Abstract

The Epipaleolithic site of Tor al-Tareeq (WHS 1065) was discovered in 1982 by Burton MacDonald's Wadi Hasa Survey in west-central Jordan, surface collected and tested in 1984, and partially excavated in 1992. The earliest and best represented occupation is an early Epipaleolithic industry, overlain in places by an ephemeral geometric industry identified by a higher incidence of geometric microliths. Six radiocarbon determinations span the period between 16,900 and 15,600 b.p. and confirm an early Epipaleolithic date but the subsequent geometric phase has not been dated. The site consists of a series of camps, near a collapsed rockshelter and a spring, and strung out along the shore of a mildly-alkaline, late Pleistocene lake.

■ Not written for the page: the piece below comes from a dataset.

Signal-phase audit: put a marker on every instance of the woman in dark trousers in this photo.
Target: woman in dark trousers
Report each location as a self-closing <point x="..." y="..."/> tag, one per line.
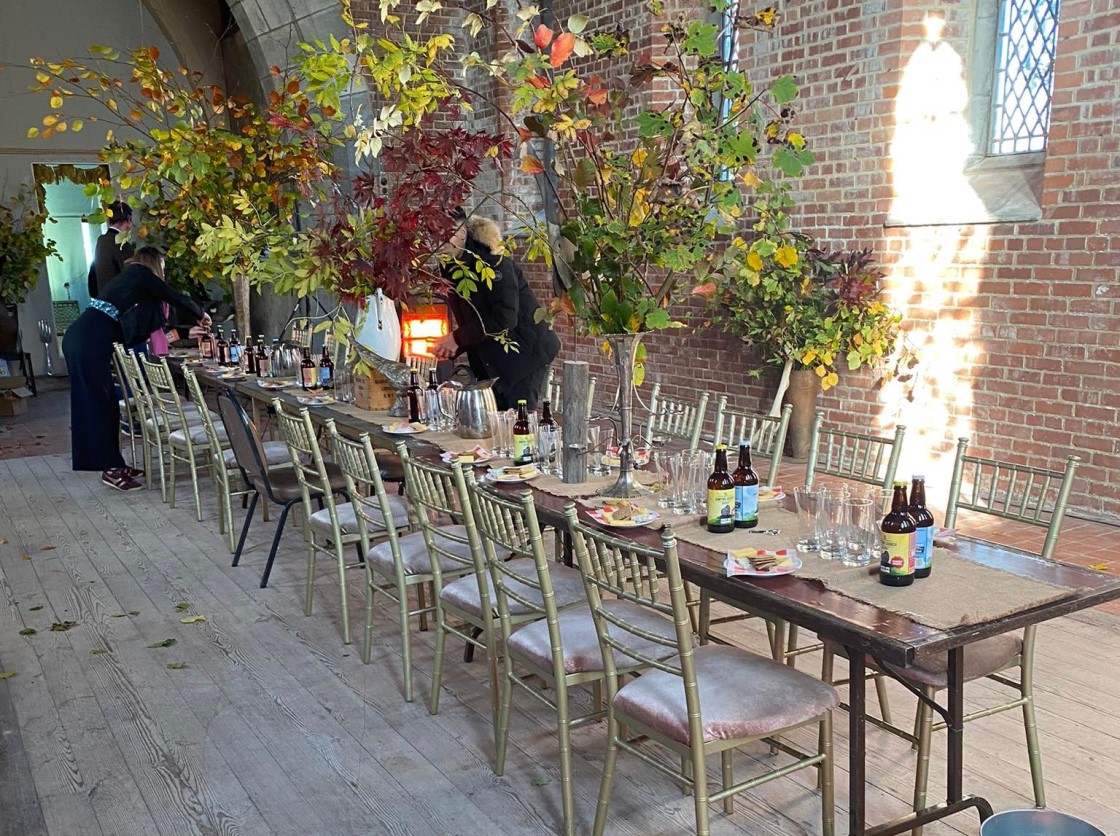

The permanent water and varied resource zones surely made the locale attractive in an otherwise arid landscape. Faunal remains and pollen from the site indicate diverse resources in conditions substantially different from those of today. This report examines a wide range of archaeological and paleoenvironmental data in order to understand aspects of the regional system of settlement and subsistence of which Tor al-Tareeq was a part. Continuing research in the eastern Hasa drainage seems likely to provoke a reassessment of current models of hunter-gatherer adaptation during the Epipaleolithic in the southern Levant.